Days later, the agency released a proposed rule to weaken oversight and safety procedures for offshore oil and gas production facilities, and reverse repairs implemented after Deepwater Horizon. Then, in May 2018, Angelle’s BSEE issued a proposal to weaken the Blowout Prevention and Well Control Standards – standards written based on lessons learned from the mechanical, human and systemic failures that led to Deepwater Horizon.

After dozens of calls and personal meetings between Director Angelle and oil and gas industry officials, and Angelle’s direct intervention to override recommendations of BSEE engineers and experts, the Trump administration ended rolling back production safety regulations and blast prevention rules in September 2018 and May 2019.

Oil spills and accidents on the rise

With weak safety standards, inspections and enforcement actions in decline, oil spills and injuries from offshore drilling operations rose.

In 2018 and 2019, two years after the Trump administration began a complete rollback of environmental and safety standards, the amount of oil spilled per barrel produced on the outer continental shelf increased sixfold compared to the previous two years – 2016 and 2017.

The safety of workers has also been affected. A CAP review of data included in BSEE’s recently released budget documents reveals that the number of hourly casualties operating at oil and gas facilities on the Federal Outer Continental Shelf increased 21 percent in 2018 and 2019 compared to the previous biennium of 2016 and 2017.

A BSEE spokesperson responded to this analysis by noting that two individual incidents – 1,900 barrels spilled in fiscal year 2016 and 16,000 barrels in fiscal 2018 – accounted for a significant portion of the oil spilled during those periods and that, following the incidents, BSEE made “recommendations to the industry regarding Undersea leaks.” A BSEE spokesperson also noted an agency statement warning that data and trends from an individual year are “suggestive, not definitive, with respect to the direction of industry safety outcomes.”


The Trump administration’s Department of the Interior has yet to publicly acknowledge that safety and oversight trends in offshore drilling are worsening. Director Angelle recently argued that “BSEE is driving safety performance and environmental stewardship improvements beyond regulations through innovation and collaboration.” However, factual evidence, as documented by BSEE’s inspections, enforcement, injury and spill data, directly contradicts Angelle’s claims that it is bringing “improvements” to marine safety and environmental protection.

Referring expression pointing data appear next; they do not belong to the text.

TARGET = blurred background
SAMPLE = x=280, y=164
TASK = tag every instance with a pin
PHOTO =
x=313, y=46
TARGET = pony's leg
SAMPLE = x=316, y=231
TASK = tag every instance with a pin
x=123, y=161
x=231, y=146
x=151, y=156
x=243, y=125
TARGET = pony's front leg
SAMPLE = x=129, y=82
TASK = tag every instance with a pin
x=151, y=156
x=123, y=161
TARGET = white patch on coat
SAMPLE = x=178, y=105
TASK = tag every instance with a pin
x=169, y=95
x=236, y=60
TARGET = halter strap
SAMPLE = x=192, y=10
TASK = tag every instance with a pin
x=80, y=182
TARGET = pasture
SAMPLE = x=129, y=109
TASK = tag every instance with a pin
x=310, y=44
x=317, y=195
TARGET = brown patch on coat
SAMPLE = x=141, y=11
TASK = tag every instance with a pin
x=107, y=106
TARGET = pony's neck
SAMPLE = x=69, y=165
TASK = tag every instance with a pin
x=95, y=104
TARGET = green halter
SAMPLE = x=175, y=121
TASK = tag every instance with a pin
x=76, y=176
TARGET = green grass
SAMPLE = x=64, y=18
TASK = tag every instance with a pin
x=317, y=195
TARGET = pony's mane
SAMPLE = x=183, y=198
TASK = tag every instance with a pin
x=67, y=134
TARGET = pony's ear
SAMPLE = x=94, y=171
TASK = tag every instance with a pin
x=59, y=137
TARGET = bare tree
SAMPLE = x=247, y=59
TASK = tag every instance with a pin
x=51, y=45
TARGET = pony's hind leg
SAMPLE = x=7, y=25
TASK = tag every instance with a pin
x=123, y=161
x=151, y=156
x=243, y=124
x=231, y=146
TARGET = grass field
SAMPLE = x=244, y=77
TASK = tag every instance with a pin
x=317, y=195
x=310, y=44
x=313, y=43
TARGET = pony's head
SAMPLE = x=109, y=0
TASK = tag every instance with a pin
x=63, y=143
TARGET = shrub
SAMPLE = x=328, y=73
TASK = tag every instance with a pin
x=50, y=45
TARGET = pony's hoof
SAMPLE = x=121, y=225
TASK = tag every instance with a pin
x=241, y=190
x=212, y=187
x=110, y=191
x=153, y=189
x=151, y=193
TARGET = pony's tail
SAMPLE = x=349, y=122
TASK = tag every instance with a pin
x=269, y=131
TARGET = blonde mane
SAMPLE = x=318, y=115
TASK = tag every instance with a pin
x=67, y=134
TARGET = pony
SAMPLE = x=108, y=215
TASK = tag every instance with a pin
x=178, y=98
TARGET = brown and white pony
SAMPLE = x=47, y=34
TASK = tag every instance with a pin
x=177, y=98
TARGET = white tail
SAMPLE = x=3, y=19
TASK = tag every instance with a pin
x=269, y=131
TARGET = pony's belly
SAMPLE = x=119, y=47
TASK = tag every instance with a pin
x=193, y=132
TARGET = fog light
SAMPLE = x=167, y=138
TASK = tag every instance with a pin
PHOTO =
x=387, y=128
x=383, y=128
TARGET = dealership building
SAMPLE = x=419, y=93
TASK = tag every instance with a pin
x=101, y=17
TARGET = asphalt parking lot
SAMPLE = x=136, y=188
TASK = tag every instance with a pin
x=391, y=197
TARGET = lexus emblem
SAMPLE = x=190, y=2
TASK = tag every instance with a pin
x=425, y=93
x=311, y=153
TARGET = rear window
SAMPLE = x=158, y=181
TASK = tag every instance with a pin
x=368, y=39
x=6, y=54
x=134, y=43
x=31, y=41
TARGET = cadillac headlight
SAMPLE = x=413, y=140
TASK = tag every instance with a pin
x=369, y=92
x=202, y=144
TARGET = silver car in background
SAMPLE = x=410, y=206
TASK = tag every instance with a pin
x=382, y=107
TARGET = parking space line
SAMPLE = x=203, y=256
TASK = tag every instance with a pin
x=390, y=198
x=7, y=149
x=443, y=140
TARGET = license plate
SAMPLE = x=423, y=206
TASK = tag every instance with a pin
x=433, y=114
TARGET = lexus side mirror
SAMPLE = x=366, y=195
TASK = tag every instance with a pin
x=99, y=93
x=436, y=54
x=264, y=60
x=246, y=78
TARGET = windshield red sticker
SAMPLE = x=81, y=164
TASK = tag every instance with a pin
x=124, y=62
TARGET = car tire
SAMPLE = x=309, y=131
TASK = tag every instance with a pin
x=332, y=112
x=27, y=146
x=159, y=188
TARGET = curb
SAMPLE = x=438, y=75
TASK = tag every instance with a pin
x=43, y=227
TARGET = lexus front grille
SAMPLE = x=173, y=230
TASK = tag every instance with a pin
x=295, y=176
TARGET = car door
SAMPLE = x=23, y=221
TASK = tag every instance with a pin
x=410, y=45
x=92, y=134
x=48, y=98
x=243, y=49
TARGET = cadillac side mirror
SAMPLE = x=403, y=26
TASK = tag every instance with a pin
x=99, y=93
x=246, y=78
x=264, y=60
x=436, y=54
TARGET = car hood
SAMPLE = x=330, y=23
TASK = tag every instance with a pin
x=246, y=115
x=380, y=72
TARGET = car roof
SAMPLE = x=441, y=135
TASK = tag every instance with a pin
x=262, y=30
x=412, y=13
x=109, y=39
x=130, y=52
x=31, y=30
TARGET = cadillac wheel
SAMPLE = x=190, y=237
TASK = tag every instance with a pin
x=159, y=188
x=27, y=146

Both Home Secretary David Bernhard and BSEE Director Angell are set to testify before Congress in the coming days, policymakers have an opportunity to hold the Trump administration accountable for the consequences of its lax oversight of offshore drilling and demand an immediate course correction.

This opportunity for congressional oversight cannot come any time soon. The tenth anniversary of the Deepwater Horizon disaster is a bleak reminder that the margins between routine operations and a deadly disaster are narrow. By cutting corners on the safety of offshore drilling, the Trump administration is taking a dangerous and unacceptable gamble on the lives of American workers and the health of coastal communities.

Matt Lee Ashley is a senior fellow at the Center for American Progress.

The author would like to thank Steve Bonitatipus, Kate Kelly, Miriam Goldstein, Bill Raab, and Kenan Alexander for their contributions to this column.